# Simple Particle Motion (Dynamics)

1. May 17, 2012

### dunn

1. The problem statement, all variables and given/known data

A particle of mass 3.2kg is moving due west with a velocity of 6m/s. Another particle of mass 1.6kg is moving due north with a velocity of 5.0m/s. The two particles are interacting. After 2s the first particle is moving in the direction N 30° E with a velocity of 3m/s. Find the magnitude and direction of the second particle.

2. Relevant equations

Δp1 = -Δp2

3. The attempt at a solution

Okay, so I have all the information I need except that I need to decompose the direction of v1' (i.e. the velocity of the first particle after the interaction) into coordinates along the x and y axes.

Here is my data:

v1 = -6i
v1' = 3(cos(60)i+sin(60)j) = 1.5i +2.6j
v2 = 5j
v2' = ?

I write m1(v1' - v1) = -m2(v2' - v2) (i.e. Δp1 = -Δp2)

Solving for v2' I get:

(m1(v1 - v1')/m2) + v2 = v2'

I put in the relevant data and get:

-15i -0.2j = v2'

But apparently this isn't correct. I keep checking my equation against the provided answer but I can't see where my mistake is even though I know my answer is wrong. I think I made a mistake when I decomposed the vector but I don't see how.

Last edited: May 17, 2012
2. May 17, 2012

### dunn

Okay, I think the book has (YET ANOTHER!) misprint and the angle should actually be N 23° E rather than N 30° E. Could someone verify this for me? It's late, I'm tired, and maybe I made an error.

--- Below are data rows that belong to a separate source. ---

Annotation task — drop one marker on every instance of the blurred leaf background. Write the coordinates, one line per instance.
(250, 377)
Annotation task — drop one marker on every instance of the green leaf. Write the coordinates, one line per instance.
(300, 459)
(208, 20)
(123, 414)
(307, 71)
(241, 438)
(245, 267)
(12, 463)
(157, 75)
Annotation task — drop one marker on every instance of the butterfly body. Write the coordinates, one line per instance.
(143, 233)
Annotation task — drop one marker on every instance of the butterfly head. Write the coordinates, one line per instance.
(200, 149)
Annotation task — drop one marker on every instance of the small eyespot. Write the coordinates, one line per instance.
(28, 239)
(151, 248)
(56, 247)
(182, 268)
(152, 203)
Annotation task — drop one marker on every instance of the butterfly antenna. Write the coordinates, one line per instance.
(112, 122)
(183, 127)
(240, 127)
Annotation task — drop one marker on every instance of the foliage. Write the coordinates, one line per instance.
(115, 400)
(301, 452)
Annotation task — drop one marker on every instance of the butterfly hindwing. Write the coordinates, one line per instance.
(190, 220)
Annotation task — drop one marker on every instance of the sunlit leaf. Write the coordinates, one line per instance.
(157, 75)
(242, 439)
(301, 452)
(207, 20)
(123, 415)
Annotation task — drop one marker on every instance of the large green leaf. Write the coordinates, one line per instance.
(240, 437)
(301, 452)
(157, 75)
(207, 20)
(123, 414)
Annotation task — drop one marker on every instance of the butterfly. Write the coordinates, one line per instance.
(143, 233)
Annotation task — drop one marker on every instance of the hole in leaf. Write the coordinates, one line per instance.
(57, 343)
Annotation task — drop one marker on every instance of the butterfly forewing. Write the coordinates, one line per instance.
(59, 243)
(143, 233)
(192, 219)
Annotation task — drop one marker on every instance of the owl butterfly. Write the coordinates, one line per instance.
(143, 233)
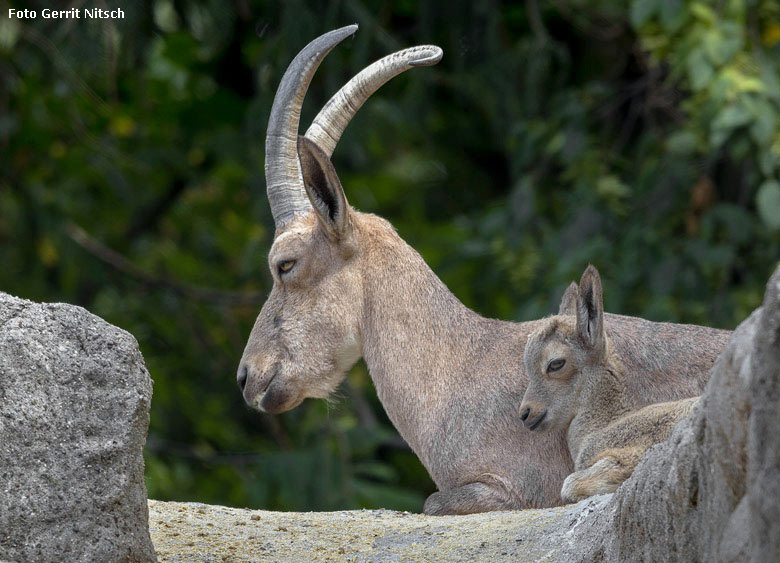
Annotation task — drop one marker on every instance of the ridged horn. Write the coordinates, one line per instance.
(284, 182)
(330, 123)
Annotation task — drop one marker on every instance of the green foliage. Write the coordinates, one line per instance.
(643, 137)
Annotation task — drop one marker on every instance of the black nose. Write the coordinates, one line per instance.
(242, 375)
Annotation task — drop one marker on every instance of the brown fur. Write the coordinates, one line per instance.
(588, 396)
(449, 379)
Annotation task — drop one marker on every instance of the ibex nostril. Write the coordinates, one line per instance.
(242, 377)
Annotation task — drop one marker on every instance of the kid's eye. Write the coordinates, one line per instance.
(555, 365)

(I need a new exercise text).

Last edited: May 17, 2012
3. May 18, 2012

### BruceW

Verify it? If you write your answer using N 23° E in the calculation, then I can say if I agree with you. But since you have the provided answer, you could just check against that.

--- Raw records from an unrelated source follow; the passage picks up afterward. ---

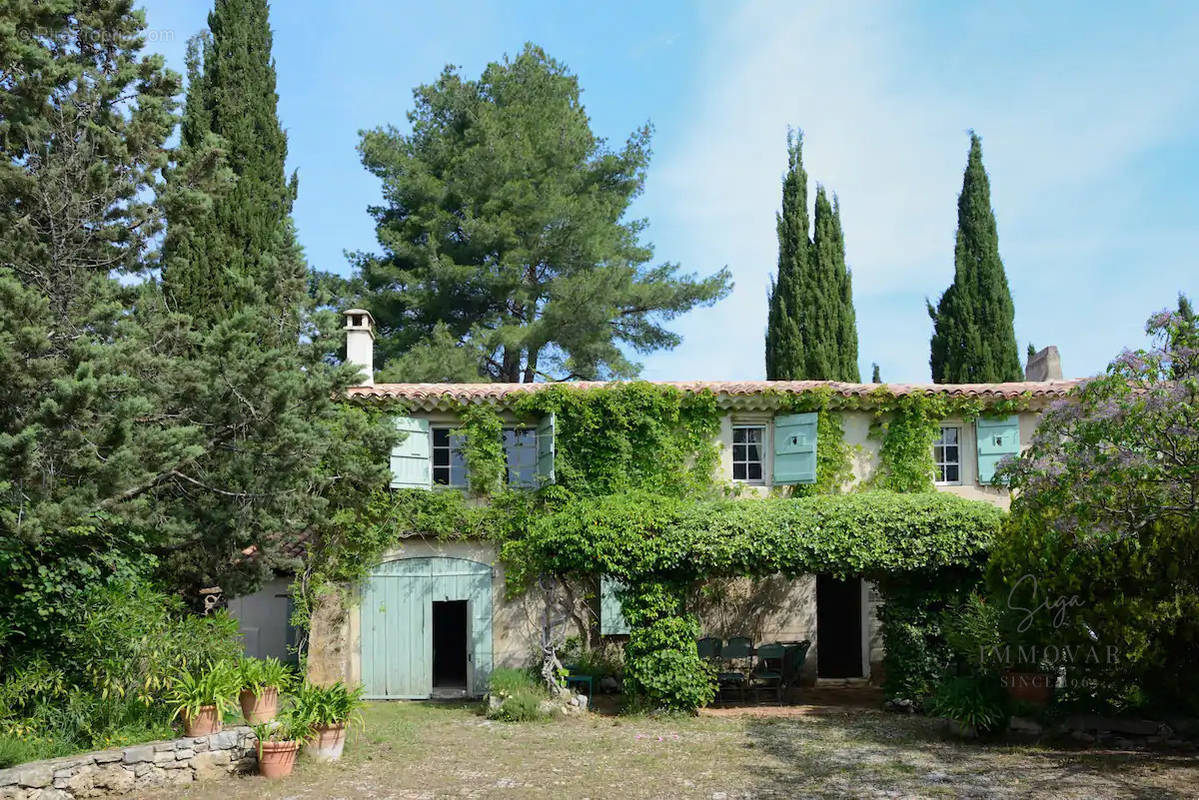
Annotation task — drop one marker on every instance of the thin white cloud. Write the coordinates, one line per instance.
(885, 121)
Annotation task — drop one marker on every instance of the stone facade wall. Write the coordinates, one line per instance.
(131, 769)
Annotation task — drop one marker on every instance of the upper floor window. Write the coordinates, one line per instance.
(520, 453)
(747, 452)
(947, 455)
(449, 463)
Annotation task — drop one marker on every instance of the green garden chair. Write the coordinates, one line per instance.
(736, 651)
(709, 648)
(769, 673)
(794, 655)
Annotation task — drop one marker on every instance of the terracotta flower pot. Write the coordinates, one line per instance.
(206, 722)
(326, 743)
(1032, 687)
(277, 758)
(259, 708)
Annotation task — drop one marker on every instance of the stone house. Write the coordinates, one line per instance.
(433, 618)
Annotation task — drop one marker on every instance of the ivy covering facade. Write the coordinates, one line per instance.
(636, 497)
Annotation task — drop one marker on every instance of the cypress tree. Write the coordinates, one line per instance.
(974, 338)
(784, 341)
(238, 247)
(812, 330)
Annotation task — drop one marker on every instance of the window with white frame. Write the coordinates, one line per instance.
(748, 463)
(449, 463)
(947, 455)
(520, 453)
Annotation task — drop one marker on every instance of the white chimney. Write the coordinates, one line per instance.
(360, 342)
(1044, 365)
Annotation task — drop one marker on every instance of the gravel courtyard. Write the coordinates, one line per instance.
(415, 750)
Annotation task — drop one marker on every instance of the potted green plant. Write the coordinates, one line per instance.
(202, 697)
(261, 680)
(278, 743)
(327, 710)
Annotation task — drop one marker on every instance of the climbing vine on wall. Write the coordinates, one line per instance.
(633, 498)
(636, 435)
(658, 547)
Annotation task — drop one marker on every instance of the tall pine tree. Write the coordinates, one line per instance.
(974, 338)
(812, 331)
(240, 248)
(506, 250)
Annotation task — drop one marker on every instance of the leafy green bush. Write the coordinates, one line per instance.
(1106, 512)
(519, 693)
(288, 726)
(327, 705)
(975, 702)
(106, 681)
(259, 674)
(600, 661)
(133, 639)
(191, 690)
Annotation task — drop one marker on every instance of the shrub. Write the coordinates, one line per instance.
(519, 693)
(1106, 512)
(106, 681)
(193, 689)
(600, 661)
(259, 674)
(320, 707)
(975, 702)
(133, 639)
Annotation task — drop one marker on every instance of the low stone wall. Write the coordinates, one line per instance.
(128, 769)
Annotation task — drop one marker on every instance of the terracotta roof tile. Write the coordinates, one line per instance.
(429, 396)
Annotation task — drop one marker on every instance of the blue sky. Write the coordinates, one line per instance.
(1089, 114)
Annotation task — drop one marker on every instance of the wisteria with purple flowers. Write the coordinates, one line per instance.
(1122, 451)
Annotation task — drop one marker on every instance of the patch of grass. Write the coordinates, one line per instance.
(18, 750)
(413, 750)
(520, 696)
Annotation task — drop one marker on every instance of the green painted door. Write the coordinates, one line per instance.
(397, 624)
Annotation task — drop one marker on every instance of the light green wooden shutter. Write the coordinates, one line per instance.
(612, 619)
(410, 457)
(795, 449)
(998, 439)
(546, 447)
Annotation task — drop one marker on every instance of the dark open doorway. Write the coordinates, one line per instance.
(450, 645)
(838, 627)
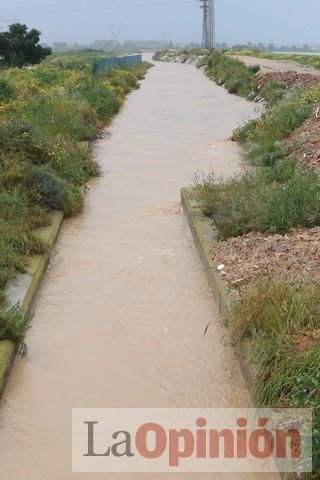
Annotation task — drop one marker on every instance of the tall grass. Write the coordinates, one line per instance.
(233, 74)
(281, 318)
(266, 200)
(45, 113)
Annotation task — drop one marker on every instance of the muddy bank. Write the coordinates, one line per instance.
(120, 317)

Also, your answer using N 30° E looks correct to me. And nicely set out, which is good. I'm not familiar with the notation N 30° E, but I guess it is supposed to mean 30 degrees clockwise from north, by the way you have answered the question. Maybe your exercise book meant it to be something else, which is why you get a different answer to them. Or it could just be as you say, they might have misprinted. It is annoying when that happens.

4. May 19, 2012

### dunn

Yes, N 30° E means 30 degrees clockwise from the north direction.

The problem is that the book only gives simple numerical answers so I can't check to see if I did anything wrong in particular. With this exercise there were others associated tasks (finding the change in momentum of the particles and such) which show the exact same answer as mine for N 30° E, yet the given answer to the main problem that I posted here (find the momentum of the second particle) is clearly wrong. Oh well. At least I practiced finding angles given magnitudes and direction.

5. May 19, 2012

### BruceW

I've checked it twice, and there is also all the checking you have done, so I'm pretty certain you've done the method correctly. And yes, the practice of this is the main thing. There always are at least a few misprints in textbooks. You wouldn't think it was so difficult to get rid of them all, but apparently it is.